Last week I spent two days at an international conference of parliamentarians in Strasbourg, France, with delegations from some 81 countries, and two more days at the European Parliament in Brussels. Although I was invited to talk about population, food, water, climate change, and energy, the question-and-answer sessions and the individual conversations invariably turned to U.S. foreign policy.

Elected representatives from other countries are not only bewildered by a U.S. foreign policy that they cannot fathom, but increasingly they are angered by it. The America they now see is not the America they once knew.

Elected officials are not the only ones upset with U.S. foreign policy. Anti-American sentiment is spreading throughout the world.
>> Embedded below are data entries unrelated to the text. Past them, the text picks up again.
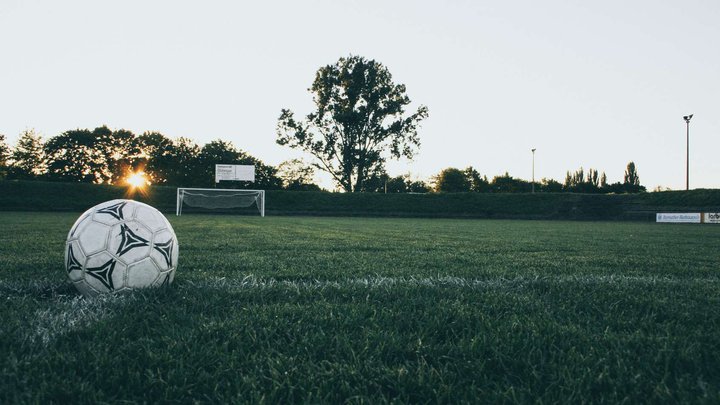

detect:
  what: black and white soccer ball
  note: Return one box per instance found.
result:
[65,200,178,297]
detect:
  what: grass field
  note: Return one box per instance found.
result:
[0,212,720,403]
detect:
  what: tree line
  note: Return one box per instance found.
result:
[0,126,320,190]
[433,162,646,194]
[0,126,645,193]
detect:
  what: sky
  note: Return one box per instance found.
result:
[0,0,720,190]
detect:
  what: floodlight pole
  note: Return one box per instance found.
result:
[531,148,535,193]
[683,114,693,191]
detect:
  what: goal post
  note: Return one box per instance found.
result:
[175,187,265,217]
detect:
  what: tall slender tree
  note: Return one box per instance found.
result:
[277,56,428,192]
[10,129,47,179]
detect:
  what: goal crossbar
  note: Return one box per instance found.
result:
[175,187,265,217]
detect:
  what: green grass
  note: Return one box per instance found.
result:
[0,212,720,403]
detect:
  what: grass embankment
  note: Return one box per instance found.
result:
[0,181,720,221]
[0,212,720,403]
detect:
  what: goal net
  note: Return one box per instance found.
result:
[175,187,265,217]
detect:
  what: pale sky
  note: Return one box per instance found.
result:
[0,0,720,190]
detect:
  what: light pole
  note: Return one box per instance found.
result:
[531,148,535,193]
[683,114,693,191]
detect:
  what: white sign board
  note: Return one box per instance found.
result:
[703,212,720,224]
[215,165,255,183]
[656,212,700,224]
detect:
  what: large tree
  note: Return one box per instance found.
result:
[200,139,282,190]
[277,56,428,192]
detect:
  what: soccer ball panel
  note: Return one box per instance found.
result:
[76,221,110,255]
[65,240,85,281]
[150,229,177,270]
[108,221,153,264]
[135,204,168,232]
[65,200,179,297]
[93,200,134,225]
[85,252,127,292]
[127,258,160,288]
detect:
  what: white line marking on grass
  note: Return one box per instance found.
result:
[188,275,720,290]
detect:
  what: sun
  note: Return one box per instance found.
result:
[125,171,150,188]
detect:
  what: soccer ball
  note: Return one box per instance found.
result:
[65,200,178,297]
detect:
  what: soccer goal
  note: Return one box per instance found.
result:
[175,187,265,217]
In March of this year, the Pew Global Attitudes Project reported that, “A year after the war in Iraq, discontent with America and its policies has intensified rather than diminished.”

The Pew polls show that “the war in Iraq has undermined America’s credibility abroad,” and that “there is broad agreement in nearly all the countries surveyed … that the war in Iraq hurt, rather than helped, the war on terrorism.”
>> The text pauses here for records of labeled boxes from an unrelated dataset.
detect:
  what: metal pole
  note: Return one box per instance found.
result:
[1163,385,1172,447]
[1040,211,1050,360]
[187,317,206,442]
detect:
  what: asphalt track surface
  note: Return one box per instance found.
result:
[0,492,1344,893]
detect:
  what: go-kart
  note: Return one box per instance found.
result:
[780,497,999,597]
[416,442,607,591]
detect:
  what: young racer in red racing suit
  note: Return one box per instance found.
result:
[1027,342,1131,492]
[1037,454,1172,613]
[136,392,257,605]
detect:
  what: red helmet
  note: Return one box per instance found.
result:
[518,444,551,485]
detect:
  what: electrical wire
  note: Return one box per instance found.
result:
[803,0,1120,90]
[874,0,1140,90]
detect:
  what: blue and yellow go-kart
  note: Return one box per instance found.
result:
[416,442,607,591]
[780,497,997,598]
Not only is the arrogance of U.S. unilateral decisionmaking deeply resented, but in many countries, the United States is no longer viewed as trustworthy. Now the rejection of American foreign policy is translating into a rejection of products with U.S. brand names. Europeans are in effect holding an economic referendum on U.S. foreign policy, voting with their pocketbooks. The effect of this can be seen in the third quarter earnings reports now coming out for several leading U.S. corporations.

Worldwide, eight of the ten leading product brands are American. More than half the sales of each of these brands are outside of the United States. John Quelch, professor at the Harvard Business School, says, “A deepening opposition to American foreign policy is threatening the long-term strength of these brands.”

The Financial Times reports that some of the world’s strongest consumer brands, like Coca-Cola, McDonald’s, and Gap, are being hit hard. Coca-Cola sales in Germany dropped 16 percent from the similar period last year and the company is writing off $392 million “to reflect impaired business assets there.”

McDonald’s, a corporation with a remarkable historical growth record, has seen its sales come to a near standstill across Europe. Gap has pulled out of Germany entirely, a move that has helped to reduce its international sales by 10 percent. Falling attendance at Disney’s theme park outside Paris dropped revenues to where it had to be rescued by its parent company. Wal-Mart, the world’s most successful retailer, is facing heavy losses in Germany, which is the world’s third largest economy after the United States and Japan.

Sales of automobiles made by GM and Ford are also suffering in Europe. With losses of $236 million in the region, GM is laying off 12,000 workers in Germany. Ford may soon follow with layoffs.

Not wanting to feed the anti-American backlash, companies typically blame economic conditions for their declining sales, but the International Monetary Fund estimated in September that Germany’s economic growth this year would be 2 percent, a much better performance than its negative growth last year. In France, another country where U.S. products are taking a beating, growth is projected at 2.6 percent, compared with 0.5 percent a year ago.

The decline in sales and earnings of U.S. companies abroad is most evident with the leading name brands cited earlier, but the acceptance of U.S. brand products is declining across the board. Other well-known brands where consumer approval abroad is declining include Microsoft, Nike, and Yahoo. But much more is at stake than name brands. The economic fate of thousands of U.S. companies operating internationally will be affected.

The indirect effect of the Iraq war on the U.S. economy may soon become a major issue. Quelch shares this thinking, noting that, “the cost to the American economy could be far greater than the cost of the war.”

This downturn in sales of U.S. products abroad will likely touch all Americans in one way or another. Within the United States, it will affect job creation and the stock market. It will affect the holdings of some 90 million individual investors, the market value of both mutual funds and pension funds, and the retirement income they generate. It will likely reduce the cash flow of the endowments that foundations rely on to provide grants and that universities rely on to help cover operating costs.

I’ve been traveling abroad for nearly 50 years, ever since sailing from New York to Bombay to spend the last half of 1956 living in Indian villages. At no time during this period have I encountered the level of concern about U.S. foreign policy that exists today. While it is too early to see clearly all the long-term effects of U.S. foreign policy, some of the economic fallout is becoming disturbingly clear.

The time has come to fashion a new U.S. foreign policy, one that is responsive to the concerns and needs of the entire world. In today’s integrated world economy, for example, eradicating poverty may contribute as much to U.S. security as eradicating terrorism.